🤖 AI Summary
Historical climate fields suffer from extensive spatiotemporal missingness due to sparse early observations, severely hindering climate analysis and modeling. To address this, we propose a deep learning framework based on Fourier-domain convolution, trained exclusively on climate model output to reconstruct irregular, large-scale missing regions with high fidelity. This work introduces Fourier convolutional neural networks to cross-spatiotemporal-scale climate field inpainting for the first time, enabling generalization to unseen mask patterns and super-resolution reconstruction beyond training resolution.

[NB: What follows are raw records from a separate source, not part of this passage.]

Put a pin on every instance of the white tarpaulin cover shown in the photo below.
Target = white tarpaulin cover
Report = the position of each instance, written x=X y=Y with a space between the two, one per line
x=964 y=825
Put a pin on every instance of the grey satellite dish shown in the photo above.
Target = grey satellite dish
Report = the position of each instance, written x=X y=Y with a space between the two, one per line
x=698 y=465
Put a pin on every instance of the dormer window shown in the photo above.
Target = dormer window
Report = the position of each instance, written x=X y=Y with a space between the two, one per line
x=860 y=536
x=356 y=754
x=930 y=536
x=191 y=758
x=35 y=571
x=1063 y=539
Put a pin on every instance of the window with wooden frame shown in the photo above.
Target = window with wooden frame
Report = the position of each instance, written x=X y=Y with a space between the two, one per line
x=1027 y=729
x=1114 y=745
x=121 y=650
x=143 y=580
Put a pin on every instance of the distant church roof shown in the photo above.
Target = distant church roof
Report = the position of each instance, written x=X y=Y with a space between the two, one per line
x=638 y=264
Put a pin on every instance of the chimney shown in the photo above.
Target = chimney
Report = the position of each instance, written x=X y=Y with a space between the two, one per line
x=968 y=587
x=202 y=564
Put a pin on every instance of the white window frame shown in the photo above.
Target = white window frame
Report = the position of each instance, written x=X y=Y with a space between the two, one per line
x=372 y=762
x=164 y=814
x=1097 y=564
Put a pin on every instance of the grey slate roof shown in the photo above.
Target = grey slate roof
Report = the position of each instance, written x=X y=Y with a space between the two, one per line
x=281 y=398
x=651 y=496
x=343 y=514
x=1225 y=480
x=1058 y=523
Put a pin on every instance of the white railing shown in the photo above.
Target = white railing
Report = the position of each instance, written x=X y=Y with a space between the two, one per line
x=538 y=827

Our method accurately reproduces key climate phenomena—including El Niño and La Niña—and consistently outperforms kriging interpolation and state-of-the-art machine learning baselines across multivariate reconstruction tasks. It establishes a scalable, robust paradigm for reconstructing sparse historical climate data, offering improved physical consistency and generalizability compared to conventional statistical or purely data-driven approaches.
📝 Abstract
Historical records of climate fields are often sparse because of missing measurements, especially before the introduction of large-scale satellite missions. Several statistical and model-based methods have been introduced to fill gaps and reconstruct historical records. Here, we use a recently introduced deep learning approach based on Fourier convolutions, trained on numerical climate model output, to reconstruct historical climate fields. Using this approach, we are able to realistically reconstruct large and irregular areas of missing data and to reproduce known historical events, such as strong El Niño or La Niña events, with very little given information. Our method outperforms the widely used statistical kriging method, as well as other recent machine learning approaches. The model generalizes to higher resolutions than the ones it was trained on and can be used on a variety of climate fields. Moreover, it allows inpainting of masks never seen before during the model training.